ID: 1247594 • Letter: S

Question

Suppose a competitive market consists of identical firms with a constant lon-run marginal cost of $10. (There are no fixed costs in the longrun) The demand curve is given by q=200-p

a) What are the price and quantity consumed in the longrun competitive equilibrium?

b) Suppose tha two new firms enter the market. Each new firm has a constant marginal cost of $7 and no fixed costs but can only produce 10 units (or fewer). What are the price, the quantity consumed, and the profits of old and new firms in the longrun competitive equilibrium?

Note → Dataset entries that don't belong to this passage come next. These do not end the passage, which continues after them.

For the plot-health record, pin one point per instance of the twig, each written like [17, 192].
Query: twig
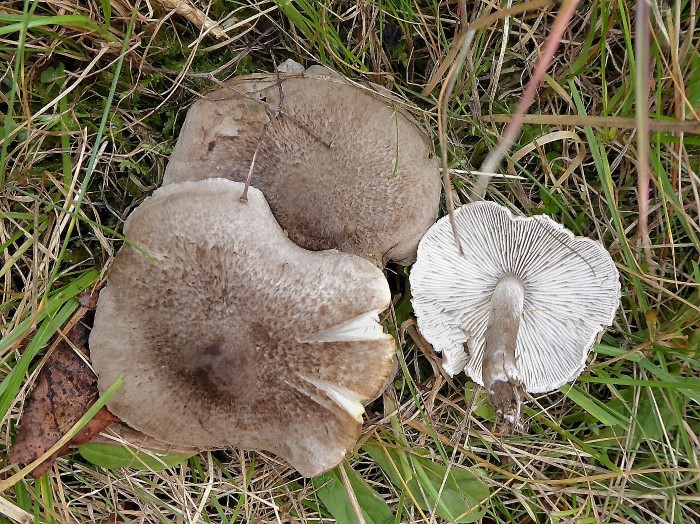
[194, 15]
[561, 22]
[641, 51]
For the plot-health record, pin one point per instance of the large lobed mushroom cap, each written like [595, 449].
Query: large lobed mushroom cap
[571, 290]
[228, 334]
[340, 165]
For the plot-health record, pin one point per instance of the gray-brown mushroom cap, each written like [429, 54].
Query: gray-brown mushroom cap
[340, 165]
[228, 334]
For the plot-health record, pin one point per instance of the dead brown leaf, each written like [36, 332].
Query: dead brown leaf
[65, 389]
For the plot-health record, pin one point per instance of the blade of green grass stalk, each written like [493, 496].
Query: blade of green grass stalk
[45, 493]
[625, 381]
[113, 456]
[600, 457]
[604, 173]
[93, 157]
[106, 11]
[25, 22]
[18, 66]
[331, 490]
[56, 300]
[13, 381]
[599, 410]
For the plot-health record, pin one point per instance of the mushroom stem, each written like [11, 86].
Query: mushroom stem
[499, 369]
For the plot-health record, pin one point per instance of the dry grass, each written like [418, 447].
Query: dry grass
[93, 102]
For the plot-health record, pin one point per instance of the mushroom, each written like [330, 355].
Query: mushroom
[227, 334]
[341, 166]
[521, 307]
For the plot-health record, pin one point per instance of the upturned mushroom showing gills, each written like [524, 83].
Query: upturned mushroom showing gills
[341, 166]
[229, 335]
[520, 308]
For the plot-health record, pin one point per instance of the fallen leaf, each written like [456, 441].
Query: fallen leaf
[65, 389]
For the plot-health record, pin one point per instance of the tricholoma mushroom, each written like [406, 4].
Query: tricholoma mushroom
[520, 308]
[228, 334]
[341, 166]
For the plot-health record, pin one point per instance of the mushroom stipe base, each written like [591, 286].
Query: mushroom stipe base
[500, 369]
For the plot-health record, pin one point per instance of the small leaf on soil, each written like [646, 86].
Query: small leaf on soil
[65, 389]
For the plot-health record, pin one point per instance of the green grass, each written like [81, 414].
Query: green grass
[92, 100]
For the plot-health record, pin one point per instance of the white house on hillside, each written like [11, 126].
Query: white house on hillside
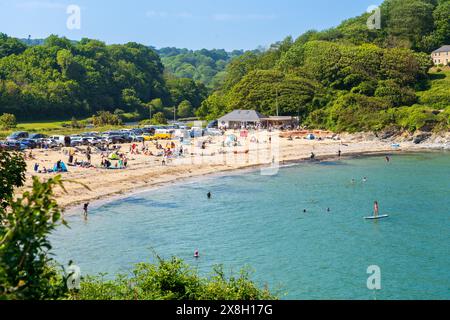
[441, 56]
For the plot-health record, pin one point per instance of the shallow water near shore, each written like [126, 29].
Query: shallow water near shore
[259, 221]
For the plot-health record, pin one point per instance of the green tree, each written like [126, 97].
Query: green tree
[26, 270]
[104, 118]
[8, 121]
[173, 280]
[159, 118]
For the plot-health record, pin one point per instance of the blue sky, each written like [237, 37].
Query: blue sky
[193, 24]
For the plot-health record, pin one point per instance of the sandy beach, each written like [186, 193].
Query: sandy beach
[258, 149]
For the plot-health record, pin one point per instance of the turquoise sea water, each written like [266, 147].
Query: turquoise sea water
[259, 221]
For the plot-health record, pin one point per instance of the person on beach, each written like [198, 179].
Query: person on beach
[376, 209]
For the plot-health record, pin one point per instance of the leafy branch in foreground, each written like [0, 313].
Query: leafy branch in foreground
[26, 270]
[172, 280]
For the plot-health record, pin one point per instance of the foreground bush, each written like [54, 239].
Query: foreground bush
[171, 280]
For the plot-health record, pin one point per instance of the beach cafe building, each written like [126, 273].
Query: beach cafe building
[238, 119]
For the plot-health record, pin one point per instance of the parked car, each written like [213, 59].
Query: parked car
[197, 132]
[213, 132]
[60, 140]
[92, 141]
[50, 143]
[213, 124]
[29, 143]
[15, 145]
[116, 139]
[17, 136]
[37, 137]
[76, 141]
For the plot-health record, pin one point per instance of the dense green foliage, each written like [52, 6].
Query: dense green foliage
[349, 78]
[204, 66]
[172, 280]
[104, 118]
[26, 270]
[60, 78]
[8, 121]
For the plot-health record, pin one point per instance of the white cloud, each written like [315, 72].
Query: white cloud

c) Are positive economic profits inconsistent with the longrun competitive equilibrium explain?

Explanation / Answer

A) MC=P --> Q=200-P MC=10=P --> Q=200-10=190 B) In the long run, the old companies will restructure to become more competitive. They will copy whatever the new companies will do. Hence the MC for both old and new companies will be equal. MC=7=P Q=200-7=193 Profits for both new and old companies will be zero. C) According to economic theory, long run profits equal 0, because as long as profits exist, new companies are going to enter the market, introduce competition and drive down the prices until MC=P. If companies are experiencing losses, they will leave the market in the long run. This decreases supply and increases price until MC=P --> There are no positive profits in long run competitive equilibrium.